Contact: Kyle Patterson, (970) 586-1363
Numerous scientists will be presenting as part of the Centennial Science Behind The Scenery Programs at Rocky Mountain National Park. This series of programs highlights scientific activity and learning in the park. Each week a different scientist conducting research in the park will share their experiences and discoveries. The programs will be held on Thursday evenings at 7:30 p.m. at the Beaver Meadows Visitor Center and are free and open to the public.
This Thursday, July 9, at 7:30 p.m. join Ben Lawhon who is the Education Director of Leave No Trace, Center for Outdoor Ethics. Leave No Trace is the most prevalent minimum-impact visitor education program in use in parks and protected areas in the U.S. The intent of the program is to teach people of all ages how to enjoy the outdoors responsibly.

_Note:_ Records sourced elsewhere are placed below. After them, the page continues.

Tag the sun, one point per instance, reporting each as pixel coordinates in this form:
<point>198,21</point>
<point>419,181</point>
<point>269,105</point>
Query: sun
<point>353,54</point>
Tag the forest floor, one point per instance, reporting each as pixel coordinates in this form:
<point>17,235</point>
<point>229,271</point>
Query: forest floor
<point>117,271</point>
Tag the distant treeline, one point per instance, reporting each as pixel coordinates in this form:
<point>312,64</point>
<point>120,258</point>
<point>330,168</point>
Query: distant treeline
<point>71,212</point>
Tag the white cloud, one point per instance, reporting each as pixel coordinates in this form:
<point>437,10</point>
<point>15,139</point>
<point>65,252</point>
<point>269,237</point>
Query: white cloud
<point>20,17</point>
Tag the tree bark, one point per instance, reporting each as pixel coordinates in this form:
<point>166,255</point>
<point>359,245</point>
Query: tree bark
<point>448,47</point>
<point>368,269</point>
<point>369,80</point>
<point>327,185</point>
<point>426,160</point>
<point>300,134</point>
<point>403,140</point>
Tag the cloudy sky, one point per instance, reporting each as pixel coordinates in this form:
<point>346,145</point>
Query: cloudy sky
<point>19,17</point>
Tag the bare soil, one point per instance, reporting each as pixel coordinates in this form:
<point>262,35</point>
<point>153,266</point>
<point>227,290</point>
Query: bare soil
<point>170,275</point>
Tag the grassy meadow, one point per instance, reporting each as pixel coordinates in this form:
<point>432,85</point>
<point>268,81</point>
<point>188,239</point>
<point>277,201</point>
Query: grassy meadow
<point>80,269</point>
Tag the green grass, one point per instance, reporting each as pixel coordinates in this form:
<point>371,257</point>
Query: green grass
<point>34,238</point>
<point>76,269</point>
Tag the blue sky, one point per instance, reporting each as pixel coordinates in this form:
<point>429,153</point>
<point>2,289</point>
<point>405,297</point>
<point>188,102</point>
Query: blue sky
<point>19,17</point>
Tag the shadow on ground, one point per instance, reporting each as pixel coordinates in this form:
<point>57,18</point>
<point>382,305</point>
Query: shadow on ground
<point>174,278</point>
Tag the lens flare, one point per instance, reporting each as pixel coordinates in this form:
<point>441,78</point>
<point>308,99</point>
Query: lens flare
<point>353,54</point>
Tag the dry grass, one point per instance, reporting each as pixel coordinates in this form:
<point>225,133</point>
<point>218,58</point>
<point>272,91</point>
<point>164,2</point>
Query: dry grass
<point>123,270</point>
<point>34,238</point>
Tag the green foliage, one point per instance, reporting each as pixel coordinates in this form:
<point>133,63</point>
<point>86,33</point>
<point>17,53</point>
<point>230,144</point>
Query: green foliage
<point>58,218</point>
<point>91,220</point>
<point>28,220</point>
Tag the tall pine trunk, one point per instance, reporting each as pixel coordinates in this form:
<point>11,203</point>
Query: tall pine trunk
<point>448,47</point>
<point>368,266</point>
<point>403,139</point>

Everyone benefits when we practice Leave No Trace ethics. It is important to share how those practices are effective at reducing impacts. This study examined variables thought to influence future Leave No Trace behavior in park visitors. Results of the study indicate that educational efforts make a difference to minimize impacts.
Next Thursday, July 16, at 7:30 p.m. join Jeremy White as he presents Protecting Night Sky Resources in U.S. National Parks and Beyond. Jeremy is a Physical Scientist with the Natural Sounds and Night Skies Division of the National Park Service. For the last four years, he has been collecting night sky measurements in national parks across the country. The night sky can be one of the most awe-inspiring views we will ever experience. But the night sky and natural darkness are easily damaged and in many places are becoming lost in the glow of artificial lights. Jeremy will be discussing the ongoing research of the Natural Sounds and Night Skies Division.